LEADERSHIP had exclusively reported yesterday that the screening of the 22 justices for the apex court bench would begin in Abuja on Tuesday (yesterday).
The source said the exercise cannot be concluded in a day.
Appeal Court Affirms Rivers, Taraba, Sokoto Governors’ Elections
Meanwhile the Appeal Court sitting in Lagos has affirmed the election of Rivers State Governor, Siminalayi Fubara.
Also, the division of the court sitting in Abuja affirmed the elections of Governor Ahmed Aliyu of Sokoto State and his Taraba Sate counterpart Kefas Agbu.
The court dismissed the appeal of the appellants and affirmed their elections.
At the Lagos division of the court, in a unanimous decision, the election of Governor Fubara was upheld.

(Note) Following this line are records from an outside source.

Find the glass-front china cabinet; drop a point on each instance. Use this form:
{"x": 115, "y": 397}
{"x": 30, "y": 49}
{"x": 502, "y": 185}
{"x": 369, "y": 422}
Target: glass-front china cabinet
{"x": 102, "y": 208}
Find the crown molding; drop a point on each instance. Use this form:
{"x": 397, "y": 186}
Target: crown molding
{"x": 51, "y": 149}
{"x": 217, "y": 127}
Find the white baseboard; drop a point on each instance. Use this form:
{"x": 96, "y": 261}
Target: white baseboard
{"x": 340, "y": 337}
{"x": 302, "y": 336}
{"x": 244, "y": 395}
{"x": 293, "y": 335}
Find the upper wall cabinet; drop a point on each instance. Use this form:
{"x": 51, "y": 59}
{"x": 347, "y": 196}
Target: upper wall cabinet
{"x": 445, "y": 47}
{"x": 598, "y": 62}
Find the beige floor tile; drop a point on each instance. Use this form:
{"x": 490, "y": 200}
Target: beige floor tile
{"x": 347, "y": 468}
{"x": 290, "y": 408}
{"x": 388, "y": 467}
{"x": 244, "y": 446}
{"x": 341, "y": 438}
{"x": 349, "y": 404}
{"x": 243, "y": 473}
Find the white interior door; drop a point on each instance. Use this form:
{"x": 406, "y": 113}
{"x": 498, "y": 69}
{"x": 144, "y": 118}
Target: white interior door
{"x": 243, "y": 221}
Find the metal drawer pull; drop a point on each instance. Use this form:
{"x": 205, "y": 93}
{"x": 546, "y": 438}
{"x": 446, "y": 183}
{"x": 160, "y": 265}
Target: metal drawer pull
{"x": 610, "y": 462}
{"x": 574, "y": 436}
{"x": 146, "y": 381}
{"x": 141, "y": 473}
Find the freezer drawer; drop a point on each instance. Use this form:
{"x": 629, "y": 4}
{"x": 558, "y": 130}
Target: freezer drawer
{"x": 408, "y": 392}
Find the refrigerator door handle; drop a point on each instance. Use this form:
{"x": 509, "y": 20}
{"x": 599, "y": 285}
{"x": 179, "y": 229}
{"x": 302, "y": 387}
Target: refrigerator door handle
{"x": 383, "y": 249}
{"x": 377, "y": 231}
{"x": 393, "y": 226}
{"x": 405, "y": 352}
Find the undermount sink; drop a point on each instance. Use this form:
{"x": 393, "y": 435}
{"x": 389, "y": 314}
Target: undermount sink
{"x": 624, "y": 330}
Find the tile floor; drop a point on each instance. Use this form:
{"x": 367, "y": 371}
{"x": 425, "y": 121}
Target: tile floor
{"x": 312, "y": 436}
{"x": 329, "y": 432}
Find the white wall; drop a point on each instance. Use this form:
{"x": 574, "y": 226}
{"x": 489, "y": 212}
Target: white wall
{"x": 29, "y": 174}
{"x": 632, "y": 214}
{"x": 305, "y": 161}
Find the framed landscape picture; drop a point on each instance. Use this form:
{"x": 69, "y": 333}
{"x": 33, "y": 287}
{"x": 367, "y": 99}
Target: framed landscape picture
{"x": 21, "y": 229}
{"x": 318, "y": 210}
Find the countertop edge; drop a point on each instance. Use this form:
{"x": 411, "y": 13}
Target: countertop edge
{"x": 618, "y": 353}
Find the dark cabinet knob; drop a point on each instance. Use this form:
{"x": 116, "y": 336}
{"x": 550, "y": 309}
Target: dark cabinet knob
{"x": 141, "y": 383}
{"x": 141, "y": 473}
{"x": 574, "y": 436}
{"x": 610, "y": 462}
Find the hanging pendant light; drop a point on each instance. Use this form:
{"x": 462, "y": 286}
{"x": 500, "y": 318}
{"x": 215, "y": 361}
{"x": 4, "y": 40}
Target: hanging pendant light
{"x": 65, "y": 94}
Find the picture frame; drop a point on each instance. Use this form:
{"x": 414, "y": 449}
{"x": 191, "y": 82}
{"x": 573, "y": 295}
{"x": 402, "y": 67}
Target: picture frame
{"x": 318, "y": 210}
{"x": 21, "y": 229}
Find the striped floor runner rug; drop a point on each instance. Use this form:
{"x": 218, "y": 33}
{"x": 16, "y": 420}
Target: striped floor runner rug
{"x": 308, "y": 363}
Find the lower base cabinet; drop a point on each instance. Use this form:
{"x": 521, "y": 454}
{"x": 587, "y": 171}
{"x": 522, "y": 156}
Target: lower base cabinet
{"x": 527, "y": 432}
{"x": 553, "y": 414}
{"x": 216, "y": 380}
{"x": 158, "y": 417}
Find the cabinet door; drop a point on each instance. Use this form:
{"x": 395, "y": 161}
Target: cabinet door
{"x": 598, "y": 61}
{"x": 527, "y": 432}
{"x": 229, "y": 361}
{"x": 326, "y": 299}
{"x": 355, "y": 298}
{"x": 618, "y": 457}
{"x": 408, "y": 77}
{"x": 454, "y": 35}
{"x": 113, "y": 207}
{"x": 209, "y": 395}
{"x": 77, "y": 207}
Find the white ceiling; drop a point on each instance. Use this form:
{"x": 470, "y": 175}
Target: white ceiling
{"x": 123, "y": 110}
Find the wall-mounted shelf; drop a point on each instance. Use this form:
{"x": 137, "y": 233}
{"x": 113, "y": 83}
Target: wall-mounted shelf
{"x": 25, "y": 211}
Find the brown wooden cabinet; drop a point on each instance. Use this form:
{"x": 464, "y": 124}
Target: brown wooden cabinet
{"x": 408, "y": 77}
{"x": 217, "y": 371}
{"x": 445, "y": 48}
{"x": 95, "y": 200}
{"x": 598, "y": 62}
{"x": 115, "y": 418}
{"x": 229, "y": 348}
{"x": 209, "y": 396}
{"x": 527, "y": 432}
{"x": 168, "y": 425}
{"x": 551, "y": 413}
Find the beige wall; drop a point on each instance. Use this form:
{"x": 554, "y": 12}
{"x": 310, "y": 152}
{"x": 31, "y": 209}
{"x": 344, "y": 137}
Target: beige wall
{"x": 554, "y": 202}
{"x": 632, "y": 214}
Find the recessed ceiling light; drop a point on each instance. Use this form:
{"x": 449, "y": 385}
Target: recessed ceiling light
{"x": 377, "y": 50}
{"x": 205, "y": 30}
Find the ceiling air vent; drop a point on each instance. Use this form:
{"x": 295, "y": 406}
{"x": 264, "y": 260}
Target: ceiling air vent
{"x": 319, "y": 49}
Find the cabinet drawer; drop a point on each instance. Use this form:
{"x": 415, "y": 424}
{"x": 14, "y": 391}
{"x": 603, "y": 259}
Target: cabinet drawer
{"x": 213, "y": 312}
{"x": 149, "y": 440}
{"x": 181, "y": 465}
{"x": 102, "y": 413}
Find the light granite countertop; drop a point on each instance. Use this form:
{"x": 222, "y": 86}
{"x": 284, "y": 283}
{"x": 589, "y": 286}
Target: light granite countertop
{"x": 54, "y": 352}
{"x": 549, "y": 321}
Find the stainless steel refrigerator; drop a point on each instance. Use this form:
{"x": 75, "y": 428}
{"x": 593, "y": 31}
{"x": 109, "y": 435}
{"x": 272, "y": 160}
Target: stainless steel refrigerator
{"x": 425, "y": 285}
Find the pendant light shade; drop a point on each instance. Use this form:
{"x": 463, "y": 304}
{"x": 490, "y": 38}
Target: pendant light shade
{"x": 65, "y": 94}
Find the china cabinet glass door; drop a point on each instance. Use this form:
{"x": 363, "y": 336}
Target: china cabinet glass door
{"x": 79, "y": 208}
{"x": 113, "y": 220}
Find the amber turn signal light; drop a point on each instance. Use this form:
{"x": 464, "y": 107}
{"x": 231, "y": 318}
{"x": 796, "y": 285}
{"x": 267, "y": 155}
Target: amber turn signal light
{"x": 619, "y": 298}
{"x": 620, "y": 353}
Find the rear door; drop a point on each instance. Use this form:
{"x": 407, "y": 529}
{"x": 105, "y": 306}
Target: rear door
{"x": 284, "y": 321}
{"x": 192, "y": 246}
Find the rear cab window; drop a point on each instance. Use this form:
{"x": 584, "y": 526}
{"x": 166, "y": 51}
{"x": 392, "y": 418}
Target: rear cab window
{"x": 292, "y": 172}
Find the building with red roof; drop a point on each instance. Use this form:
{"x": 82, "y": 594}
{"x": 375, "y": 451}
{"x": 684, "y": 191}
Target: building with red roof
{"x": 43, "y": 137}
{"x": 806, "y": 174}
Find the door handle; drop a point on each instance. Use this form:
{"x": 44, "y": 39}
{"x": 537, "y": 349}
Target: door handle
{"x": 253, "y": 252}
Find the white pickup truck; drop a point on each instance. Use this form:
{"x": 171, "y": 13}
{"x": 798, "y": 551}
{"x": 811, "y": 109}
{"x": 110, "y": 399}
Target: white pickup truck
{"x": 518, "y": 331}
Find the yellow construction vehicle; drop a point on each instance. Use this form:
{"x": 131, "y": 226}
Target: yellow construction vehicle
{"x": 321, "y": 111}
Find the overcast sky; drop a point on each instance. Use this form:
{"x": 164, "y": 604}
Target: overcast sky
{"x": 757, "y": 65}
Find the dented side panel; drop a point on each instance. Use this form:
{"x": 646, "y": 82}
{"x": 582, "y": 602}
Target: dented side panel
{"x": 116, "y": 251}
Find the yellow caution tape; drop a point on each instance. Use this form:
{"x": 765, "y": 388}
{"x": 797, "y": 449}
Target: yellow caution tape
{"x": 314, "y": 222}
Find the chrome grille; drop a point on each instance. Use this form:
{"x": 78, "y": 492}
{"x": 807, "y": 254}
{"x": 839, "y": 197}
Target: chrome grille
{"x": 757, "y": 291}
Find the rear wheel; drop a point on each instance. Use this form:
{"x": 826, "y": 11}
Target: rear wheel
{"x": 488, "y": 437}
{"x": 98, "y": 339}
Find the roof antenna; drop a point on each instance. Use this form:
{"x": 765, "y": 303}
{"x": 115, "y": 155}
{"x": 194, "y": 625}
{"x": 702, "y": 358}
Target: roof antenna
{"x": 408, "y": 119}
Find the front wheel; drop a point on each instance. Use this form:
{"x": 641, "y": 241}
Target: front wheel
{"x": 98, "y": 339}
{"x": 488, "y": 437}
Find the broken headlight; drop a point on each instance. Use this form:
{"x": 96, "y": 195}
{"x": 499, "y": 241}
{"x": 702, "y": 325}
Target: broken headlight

The court affirmed the judgment of the election petitions tribunal, which dismissed the four separate appeals filed by Tonye Cole of the All Progressives Congress (APC), Beatrice Itubo of the Labour Party (LP), Innocent Ekwu of the Allied People’s Movement (APM) and Lulu Briggs Dumo of the Accord Party.
The APC candidate, who was present in the courtroom yesterday, wanted the court to direct the Independent National Electoral Commission (INEC) to declare him the winner of the March governorship election in Rivers.
The lower tribunal had in October dismissed the petition of Cole challenging the election of Fubara as the governor of the state.
The tribunal dismissed the petition, saying that the APC which sponsored Cole had withdrawn the petition against Fubara’s victory.
In the case of Governor Ahmed Aliyu of Sokoto State, the court dismissed the case filed by his main challenger, Sai’du Umar, the candidate of the People’s Democratic Party (PDP) in the election.
The court said the appellant failed to prove his allegations against Aliyu in the suit marked CA/S/EP/GOV/SK/30/2023.
The court also dismissed the petition filed by Sani Yahaya of the New Nigeria Peoples Party (NNPP) against the election of Governor kefas Agbu of the PDP In Taraba State.
Yahaya and his party had challenged the result of the March 18 governorship election on the grounds of non-compliance with the Electoral Act, stating that Agbu didn’t score the majority of lawful votes cast.
But delivering judgement yesterday, the appellate court held that the reliefs sought by the NNPP candidate were inconsistent having faulted the outcome of the polls on grounds of non-compliance with the Electoral Act, yet praying the court to declare him the winner of the same election.
In a related matter, the Court of Appeal in Abuja sacked the Speaker of the Nasarawa State House of Assembly, Mr. Ibrahim Balarabe Abdullahi.
In the judgement, the court declared the PDP candidate, Hon. Sa’ad Abdullahi Ibrahim (Turakin-Opanda), as the rightful winner of the election for Umaisha/Ugya State Constituency.